Si guardamos rencor, pronto nos veremos consumidos por la necesidad de mantenerlo vivo. El resultado será un espíritu amargado y estéril, que no tiene tiempo para Dios.
• Para perdonar a otros, el primer paso es aceptar que Dios nos ama y que nos ha perdonado.
• El segundo paso es perdonar a la persona que nos ha ofendido y liberarnos de ella emocional y mentalmente. Eso es lo que Dios ha hecho con nosotros. Nos ha liberado de una deuda que no podíamos pagar. La cantidad de veces que Dios nos perdona es infinita. Con su vida Cristo dio ejemplo del perdón, y Él espera que hagamos lo mismo con los demás.

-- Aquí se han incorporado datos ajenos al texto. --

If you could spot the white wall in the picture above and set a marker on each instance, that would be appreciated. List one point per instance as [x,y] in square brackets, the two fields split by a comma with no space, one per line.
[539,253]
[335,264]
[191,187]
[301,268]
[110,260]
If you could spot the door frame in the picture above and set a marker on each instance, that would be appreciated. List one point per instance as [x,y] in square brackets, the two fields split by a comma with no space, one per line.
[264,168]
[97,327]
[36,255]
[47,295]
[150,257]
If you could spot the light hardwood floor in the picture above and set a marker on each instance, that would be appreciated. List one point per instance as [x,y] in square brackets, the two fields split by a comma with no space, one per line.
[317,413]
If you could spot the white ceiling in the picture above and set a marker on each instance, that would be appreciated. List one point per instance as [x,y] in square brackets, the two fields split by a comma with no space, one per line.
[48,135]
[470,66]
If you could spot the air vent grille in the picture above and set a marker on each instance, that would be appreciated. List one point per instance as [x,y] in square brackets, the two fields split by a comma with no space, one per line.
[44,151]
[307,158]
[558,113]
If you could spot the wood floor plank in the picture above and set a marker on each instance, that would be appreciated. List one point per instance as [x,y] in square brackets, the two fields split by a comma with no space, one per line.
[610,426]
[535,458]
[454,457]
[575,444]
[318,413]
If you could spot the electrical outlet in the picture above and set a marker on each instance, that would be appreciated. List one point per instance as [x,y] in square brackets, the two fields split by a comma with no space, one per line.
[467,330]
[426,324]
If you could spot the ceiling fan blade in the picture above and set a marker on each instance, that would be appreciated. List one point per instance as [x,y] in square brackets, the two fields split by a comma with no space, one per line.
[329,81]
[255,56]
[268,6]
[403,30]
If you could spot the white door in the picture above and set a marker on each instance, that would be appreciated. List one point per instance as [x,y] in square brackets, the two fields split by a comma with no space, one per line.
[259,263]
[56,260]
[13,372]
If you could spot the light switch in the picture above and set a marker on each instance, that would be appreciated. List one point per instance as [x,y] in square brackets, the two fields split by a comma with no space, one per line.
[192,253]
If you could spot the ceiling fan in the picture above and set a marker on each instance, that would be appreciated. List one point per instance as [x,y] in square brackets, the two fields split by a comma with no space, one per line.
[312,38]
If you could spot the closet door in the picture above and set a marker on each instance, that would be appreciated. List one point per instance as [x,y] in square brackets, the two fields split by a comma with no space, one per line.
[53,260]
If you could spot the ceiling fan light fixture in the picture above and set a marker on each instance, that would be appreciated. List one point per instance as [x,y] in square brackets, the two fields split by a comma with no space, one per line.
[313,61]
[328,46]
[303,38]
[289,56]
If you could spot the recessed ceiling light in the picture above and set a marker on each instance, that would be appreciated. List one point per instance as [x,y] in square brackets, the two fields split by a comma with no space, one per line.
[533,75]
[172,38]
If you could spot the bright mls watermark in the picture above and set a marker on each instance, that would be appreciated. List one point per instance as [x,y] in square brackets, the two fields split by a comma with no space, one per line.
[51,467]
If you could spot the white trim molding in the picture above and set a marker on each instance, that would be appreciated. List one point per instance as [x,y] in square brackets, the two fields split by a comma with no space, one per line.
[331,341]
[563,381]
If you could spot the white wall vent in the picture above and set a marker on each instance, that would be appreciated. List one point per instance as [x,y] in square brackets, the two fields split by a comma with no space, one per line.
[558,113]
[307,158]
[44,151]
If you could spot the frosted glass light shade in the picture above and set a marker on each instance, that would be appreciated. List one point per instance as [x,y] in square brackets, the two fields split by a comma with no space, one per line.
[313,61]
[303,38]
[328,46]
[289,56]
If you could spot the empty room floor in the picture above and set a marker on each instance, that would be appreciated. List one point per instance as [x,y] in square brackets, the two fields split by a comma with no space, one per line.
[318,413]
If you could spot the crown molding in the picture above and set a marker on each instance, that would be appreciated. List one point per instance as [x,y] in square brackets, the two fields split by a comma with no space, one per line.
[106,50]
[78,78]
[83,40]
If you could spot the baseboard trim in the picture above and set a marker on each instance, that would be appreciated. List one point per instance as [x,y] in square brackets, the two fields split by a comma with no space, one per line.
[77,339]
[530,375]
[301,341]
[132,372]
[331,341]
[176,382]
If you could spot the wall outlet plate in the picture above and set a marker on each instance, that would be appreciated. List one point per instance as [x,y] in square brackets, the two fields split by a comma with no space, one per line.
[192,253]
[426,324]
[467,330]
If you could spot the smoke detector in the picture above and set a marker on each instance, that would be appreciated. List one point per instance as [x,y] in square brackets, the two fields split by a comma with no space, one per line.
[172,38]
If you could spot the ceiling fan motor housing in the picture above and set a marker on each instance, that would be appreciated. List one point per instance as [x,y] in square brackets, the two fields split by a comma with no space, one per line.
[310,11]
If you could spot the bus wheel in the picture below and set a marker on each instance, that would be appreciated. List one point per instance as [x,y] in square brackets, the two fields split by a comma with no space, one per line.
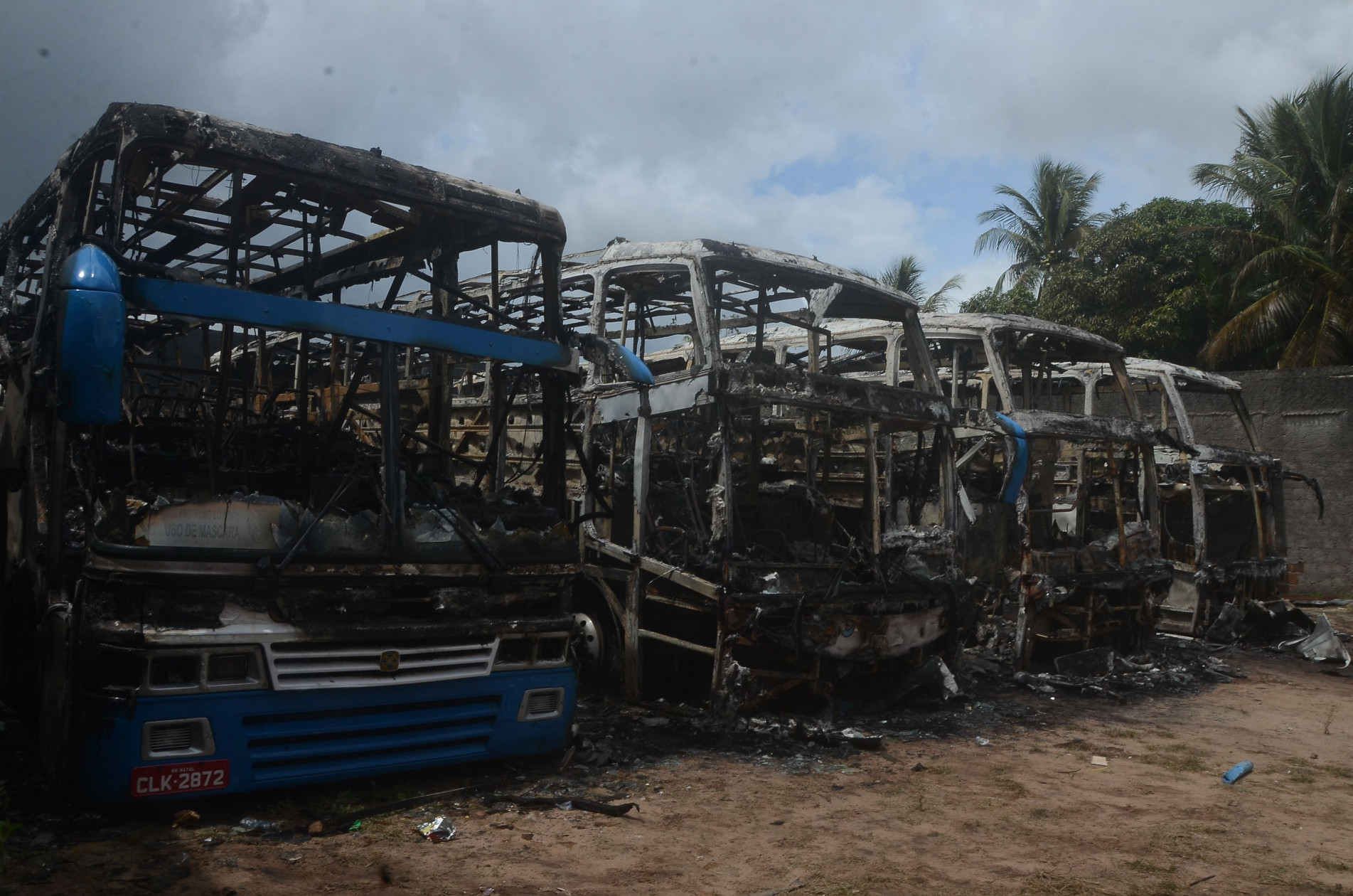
[599,646]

• El tercer paso es dar por hecho que Dios nos ha aceptado tal como somos; así podremos aceptar y perdonar con más libertad. Uno de los grandes obstáculos para el perdón es tener un concepto pobre de uno mismo.
Recuerde que Dios nos ama y nos creó con la capacidad de amar, por eso espera que nos aceptemos unos a otros tal como somos. La vida que vivamos y los principios que tengamos no pueden alterar el amor de Dios hacia nosotros. Su deseo es que todos conozcan la verdad y sean salvos, y muchos lo serán.
• El cuarto paso es ver a los demás como instrumentos en las manos de Dios. Él puede hacer que la situación más fea y más difícil nos ayude para bien. Él es soberano y domina sobre todas las cosas, las buenas y las malas. Es cierto que vivimos en un mundo caído, en el que hasta a las personas muy buenas pueden sucederles cosas malas. Pero Dios es soberano y puede rescatar y restaurar al que ha sido perjudicado por el pecado de otro.
• El último paso es la reconciliación. Pero Dios no espera que demos este paso si vamos a poner en peligro nuestra vida. Sin embargo, si lo que Dios se propone es sanar la ofensa, la reconciliación será necesaria. La reconciliación, así como el perdón, es algo que hacemos por voluntad propia.
Debemos tomar la decisión de corresponder a otros con el amor de Cristo. El apóstol Pablo nos exhorta a que nos reconciliemos unos con otros. Cuando hay disensión en el cuerpo de Cristo, todos sus miembros sufren. Cuando hay disensión en el hogar, toda la familia sufre. Lo mismo sucede en los lugares de trabajo y en las iglesias. La enemistad, la amargura, el resentimiento y los deseos de venganza son prueba de que algo anda mal y que la necesidad de perdonar se está tomando a la ligera.
Durante la cena en la casa de Simón, Cristo no se inmutó por la presencia de los personajes que estaban ahí. Pero sí se fijó en la humildad y el amor de una mujer, y tuvo compasión de ella. El perdón que ella recibió esa noche es eterno. A ella la salvó su fe en Cristo y en su poder para perdonar y restaurar.
Él Señor le dijo: «Tu fe te ha salvado; ve en paz» (S. Lucas 7:50). Y eso es lo que Él dice a cada uno de nosotros.